Parenting Your Kids Internet Activities

Here’s good food for thought on the whole dangerous playground that the internet has become. This dad just turned off his Net Nanny software, in favor of more active parenting.

Despite my wife’s initial disapproval, I have removed all forms of net nanny software from the kid’s computer. They now surf unhindered by the arbitrary limits of the ambiguous cyber-morality-police. The experience has been great for all of us because they do not need my approval to visit every new variant of Disney.com or Cartoon Network.

We started out with a few basic rules and have expanded slightly on them. First and probably most important, was the speech about “bad things” on the internet. I explained that just like on TV, there are things on the Internet that children shouldn’t be watching. If they find something they don’t understand, or think is inappropriate they should click Home and go back to Webkinz.

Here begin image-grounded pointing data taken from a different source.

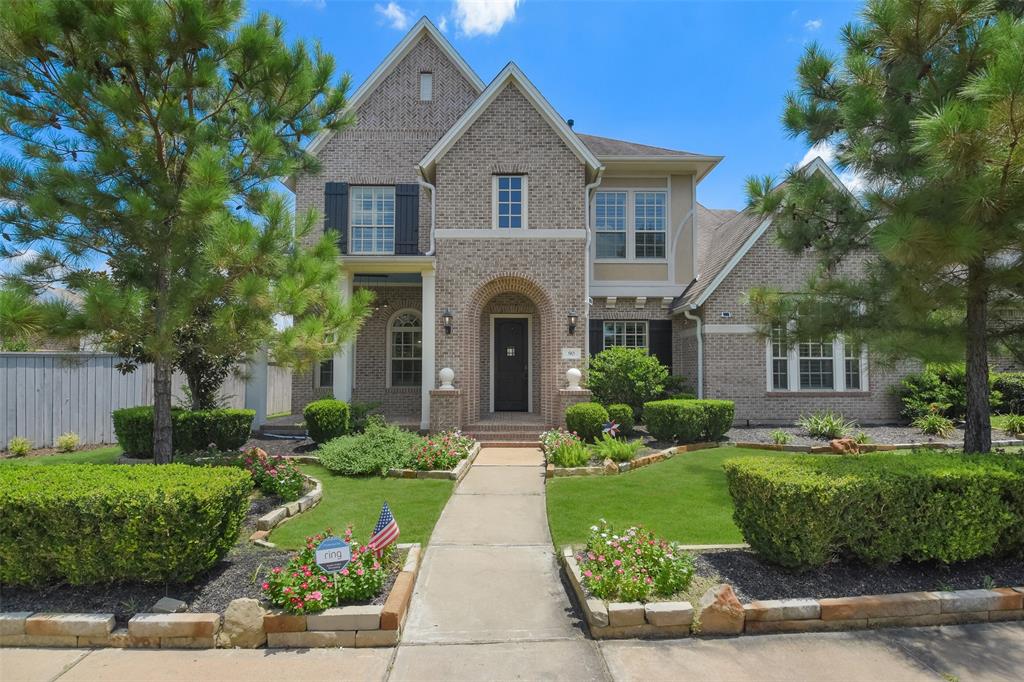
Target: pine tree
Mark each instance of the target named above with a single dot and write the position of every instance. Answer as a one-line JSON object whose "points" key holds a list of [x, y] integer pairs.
{"points": [[151, 136], [927, 107]]}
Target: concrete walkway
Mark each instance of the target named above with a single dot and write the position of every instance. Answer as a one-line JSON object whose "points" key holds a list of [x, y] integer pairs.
{"points": [[489, 595]]}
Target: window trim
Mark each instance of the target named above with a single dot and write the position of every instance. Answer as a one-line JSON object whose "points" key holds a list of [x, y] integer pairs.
{"points": [[389, 346], [631, 256], [351, 227], [525, 201], [646, 332], [839, 370]]}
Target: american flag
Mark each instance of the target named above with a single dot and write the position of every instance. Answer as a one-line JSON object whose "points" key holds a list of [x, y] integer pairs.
{"points": [[385, 533]]}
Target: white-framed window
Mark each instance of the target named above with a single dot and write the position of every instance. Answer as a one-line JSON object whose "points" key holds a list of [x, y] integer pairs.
{"points": [[509, 202], [648, 220], [404, 349], [628, 333], [817, 365], [426, 86], [325, 374], [372, 220], [609, 223], [631, 224]]}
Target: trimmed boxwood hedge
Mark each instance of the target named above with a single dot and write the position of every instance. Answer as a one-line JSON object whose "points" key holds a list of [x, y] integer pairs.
{"points": [[190, 430], [688, 421], [87, 523], [327, 419], [800, 511], [587, 420]]}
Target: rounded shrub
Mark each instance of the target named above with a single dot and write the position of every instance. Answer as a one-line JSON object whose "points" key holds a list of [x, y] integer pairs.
{"points": [[800, 511], [327, 419], [622, 414], [192, 430], [626, 375], [88, 523], [587, 420]]}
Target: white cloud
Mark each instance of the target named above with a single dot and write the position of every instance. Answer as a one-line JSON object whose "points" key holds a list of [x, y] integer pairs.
{"points": [[854, 181], [395, 15], [482, 17]]}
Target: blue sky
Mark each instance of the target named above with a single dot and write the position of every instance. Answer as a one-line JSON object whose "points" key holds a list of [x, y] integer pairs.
{"points": [[706, 77]]}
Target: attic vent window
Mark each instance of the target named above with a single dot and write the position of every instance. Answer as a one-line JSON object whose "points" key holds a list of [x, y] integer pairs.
{"points": [[426, 86]]}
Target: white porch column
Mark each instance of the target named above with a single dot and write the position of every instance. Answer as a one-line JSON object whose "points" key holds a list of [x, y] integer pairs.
{"points": [[429, 329], [343, 357], [256, 383]]}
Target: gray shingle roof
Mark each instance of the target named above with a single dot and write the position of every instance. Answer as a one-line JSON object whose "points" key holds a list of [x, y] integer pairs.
{"points": [[607, 146]]}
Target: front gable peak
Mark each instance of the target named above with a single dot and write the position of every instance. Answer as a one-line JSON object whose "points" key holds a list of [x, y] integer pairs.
{"points": [[510, 75]]}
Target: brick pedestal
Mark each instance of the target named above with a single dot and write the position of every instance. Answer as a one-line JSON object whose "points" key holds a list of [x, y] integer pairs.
{"points": [[569, 396], [445, 410]]}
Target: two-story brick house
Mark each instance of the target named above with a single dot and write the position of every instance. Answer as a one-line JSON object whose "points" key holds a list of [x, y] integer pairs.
{"points": [[507, 247]]}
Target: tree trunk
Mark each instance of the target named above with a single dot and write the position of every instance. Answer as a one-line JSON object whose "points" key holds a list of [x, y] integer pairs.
{"points": [[162, 444], [978, 429]]}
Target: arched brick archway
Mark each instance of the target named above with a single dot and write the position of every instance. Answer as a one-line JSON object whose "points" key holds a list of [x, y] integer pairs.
{"points": [[545, 352]]}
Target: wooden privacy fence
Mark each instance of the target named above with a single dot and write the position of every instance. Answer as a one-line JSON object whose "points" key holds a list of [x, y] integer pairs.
{"points": [[44, 394]]}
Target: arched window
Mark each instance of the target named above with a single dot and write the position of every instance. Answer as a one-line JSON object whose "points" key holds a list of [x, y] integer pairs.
{"points": [[406, 349]]}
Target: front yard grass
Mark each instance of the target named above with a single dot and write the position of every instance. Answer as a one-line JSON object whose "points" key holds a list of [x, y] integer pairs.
{"points": [[415, 503], [684, 500], [105, 455]]}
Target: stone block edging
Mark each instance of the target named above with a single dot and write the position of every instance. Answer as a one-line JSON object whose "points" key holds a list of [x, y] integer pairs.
{"points": [[279, 515], [866, 448], [358, 626], [617, 621], [456, 474], [611, 468]]}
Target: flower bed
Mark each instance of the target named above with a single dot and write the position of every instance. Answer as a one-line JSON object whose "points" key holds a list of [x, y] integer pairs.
{"points": [[244, 624], [446, 456], [721, 612]]}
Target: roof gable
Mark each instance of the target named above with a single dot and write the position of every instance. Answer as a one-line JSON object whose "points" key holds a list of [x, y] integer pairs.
{"points": [[422, 28], [511, 74]]}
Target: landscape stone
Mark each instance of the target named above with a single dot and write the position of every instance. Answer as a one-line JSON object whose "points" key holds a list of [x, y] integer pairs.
{"points": [[243, 626], [625, 613], [669, 612], [171, 605], [721, 612]]}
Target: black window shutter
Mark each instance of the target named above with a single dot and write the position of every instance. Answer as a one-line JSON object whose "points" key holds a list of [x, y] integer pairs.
{"points": [[596, 336], [407, 219], [659, 341], [336, 212]]}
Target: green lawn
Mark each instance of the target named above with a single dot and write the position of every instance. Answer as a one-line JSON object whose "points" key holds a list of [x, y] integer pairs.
{"points": [[683, 499], [416, 505], [105, 455]]}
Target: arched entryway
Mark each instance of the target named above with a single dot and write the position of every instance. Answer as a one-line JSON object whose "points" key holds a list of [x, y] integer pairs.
{"points": [[511, 369]]}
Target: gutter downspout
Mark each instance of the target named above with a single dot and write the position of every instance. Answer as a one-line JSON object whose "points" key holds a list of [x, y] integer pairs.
{"points": [[433, 211], [587, 261], [688, 313]]}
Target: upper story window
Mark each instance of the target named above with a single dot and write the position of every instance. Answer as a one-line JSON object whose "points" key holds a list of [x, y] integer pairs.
{"points": [[372, 220], [648, 212], [632, 334], [426, 86], [406, 349], [631, 224], [609, 223], [510, 202], [818, 365]]}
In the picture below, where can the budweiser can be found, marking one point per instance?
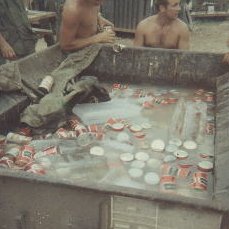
(46, 84)
(62, 133)
(52, 150)
(26, 131)
(107, 28)
(13, 152)
(25, 155)
(200, 181)
(168, 183)
(35, 168)
(93, 128)
(73, 123)
(6, 162)
(17, 138)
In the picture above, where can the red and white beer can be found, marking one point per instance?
(25, 155)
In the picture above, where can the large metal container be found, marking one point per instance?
(126, 14)
(31, 202)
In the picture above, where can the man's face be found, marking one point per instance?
(172, 9)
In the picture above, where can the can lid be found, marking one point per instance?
(97, 150)
(142, 156)
(169, 158)
(123, 137)
(138, 164)
(158, 145)
(205, 165)
(146, 125)
(135, 173)
(118, 126)
(139, 134)
(152, 178)
(154, 163)
(171, 148)
(190, 145)
(126, 157)
(175, 141)
(181, 154)
(135, 128)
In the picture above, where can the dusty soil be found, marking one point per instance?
(207, 36)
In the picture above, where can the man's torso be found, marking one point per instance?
(87, 17)
(158, 36)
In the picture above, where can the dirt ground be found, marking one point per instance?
(206, 36)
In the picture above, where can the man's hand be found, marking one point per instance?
(226, 58)
(106, 37)
(7, 51)
(104, 22)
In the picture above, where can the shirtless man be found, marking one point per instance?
(80, 22)
(163, 30)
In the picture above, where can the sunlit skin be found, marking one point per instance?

This is good advice, in the main. Nothing takes the place of more involved parents who actually are watching, talking, listening, communicating. However, you have to be free and omnipresent to make this work. And, I think there are several caveats that the author, Anton Olsen, does not mention.

First, if your kids are little, little, all this talking and communication isn’t going to help them if they see something that is really way beyond their comprehension. I don’t want my eight year old (or my four year old son for that matter) to be exposed to graphic sex just because she went searching for “doll toys” on the internet. That’s why we use a separate account for her on our home computer. She can only visit and add sites (in her Safari browser) as we see fit, and then can switch easily between Webkinz, Club Penguin or SeaPals to her hearts content.

Second, place the family computer, or the child’s computer, in a place where everyone can see and the community becomes the monitor. If your child strays, there is a good chance that nanny, brother, mom or dad might see.

That said, this is a good discussion on an approach for allowing 12+ kids to use the internet for free browsing, school research, and fun, without using software that takes the place of good old-fashioned parenting.